The woman, who also did not wish to be named due to the nature of her job, added: “Our baby boy’s grave was always kept tidy, we would frequently visit and be known to cut the turf with scissors and trim the hedge beyond. We wish to return his grave to a natural habitat of grass and flowers, an area of beauty which reflects our everlasting love for him, which we will continue to maintain. we implore that you understand how heart breaking it is seeing our babies swamped in nothing less than stone chips.”

Many parents would decorate the grave sites with toys and plants, and whilst the council has said that the toys can be put back, plastic and wooden fences that previously were put around graves have been banned, following complaints from visitors to the cemetery.

Darren Unsworth, Scarborough Council’s cemeteries and crematorium manager, said that the council would be making further improvements to the area.

He said: “We have always felt that the baby cemetery lacked the standard which we felt the children at rest there deserved.

“Maintaining the section was very difficult which meant grass and weeds became overgrown and unsightly.

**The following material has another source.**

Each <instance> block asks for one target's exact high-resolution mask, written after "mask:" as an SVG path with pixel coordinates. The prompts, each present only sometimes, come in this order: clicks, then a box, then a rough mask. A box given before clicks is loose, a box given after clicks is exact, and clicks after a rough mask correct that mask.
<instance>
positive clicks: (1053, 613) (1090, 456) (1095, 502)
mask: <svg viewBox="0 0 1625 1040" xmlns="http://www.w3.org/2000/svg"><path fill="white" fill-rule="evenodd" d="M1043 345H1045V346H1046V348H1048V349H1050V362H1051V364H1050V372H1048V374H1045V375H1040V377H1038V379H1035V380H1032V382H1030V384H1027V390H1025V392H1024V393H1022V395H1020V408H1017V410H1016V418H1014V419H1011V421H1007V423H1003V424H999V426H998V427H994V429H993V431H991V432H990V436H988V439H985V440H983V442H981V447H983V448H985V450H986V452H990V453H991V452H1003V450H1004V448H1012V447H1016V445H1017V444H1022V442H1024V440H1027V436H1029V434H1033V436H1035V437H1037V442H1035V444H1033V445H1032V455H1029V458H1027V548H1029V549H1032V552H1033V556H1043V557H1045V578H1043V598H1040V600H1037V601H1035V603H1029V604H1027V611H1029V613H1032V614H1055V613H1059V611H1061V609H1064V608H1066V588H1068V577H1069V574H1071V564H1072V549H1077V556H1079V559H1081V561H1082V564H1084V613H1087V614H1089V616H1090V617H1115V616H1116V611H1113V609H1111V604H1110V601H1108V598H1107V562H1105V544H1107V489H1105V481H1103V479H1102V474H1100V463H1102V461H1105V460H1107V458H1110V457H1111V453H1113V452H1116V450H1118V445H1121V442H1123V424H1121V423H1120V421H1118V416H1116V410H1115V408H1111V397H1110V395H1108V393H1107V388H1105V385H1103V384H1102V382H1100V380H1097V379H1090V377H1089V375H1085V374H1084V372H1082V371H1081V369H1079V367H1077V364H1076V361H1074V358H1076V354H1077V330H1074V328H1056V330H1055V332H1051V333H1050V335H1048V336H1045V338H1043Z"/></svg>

We signed the area for six months to let people know of our intentions, which included the Christmas period when most families would visit.

“We decided on a gravelled finish, which would mean that family memorials to their children would be left undisturbed; we only asked that fencing above the height of the gravel be avoided as this caused the majority of complaints from visitors to the area.

“It was never our intention to cause any additional upset to families. Our aim was to create an area that would give the children respect and dignity. While we appreciate some families are finding this contrast difficult to get used to, we have many families who have thanked us for doing something to improve this very important area.

“There are still finishing touches to be made, including the addition of a memorial bench and arbour and flowering sections at each of the four corners of the area, which will add colour and softness as well as attracting wildlife, such as butterflies.

“We hope that these elements together with the return of the keepsakes will create a dignified space that is a fitting tribute to the children that are laid to rest there.

“We have also offered to talk to those families not happy with the changes to see what improvements we can offer them.”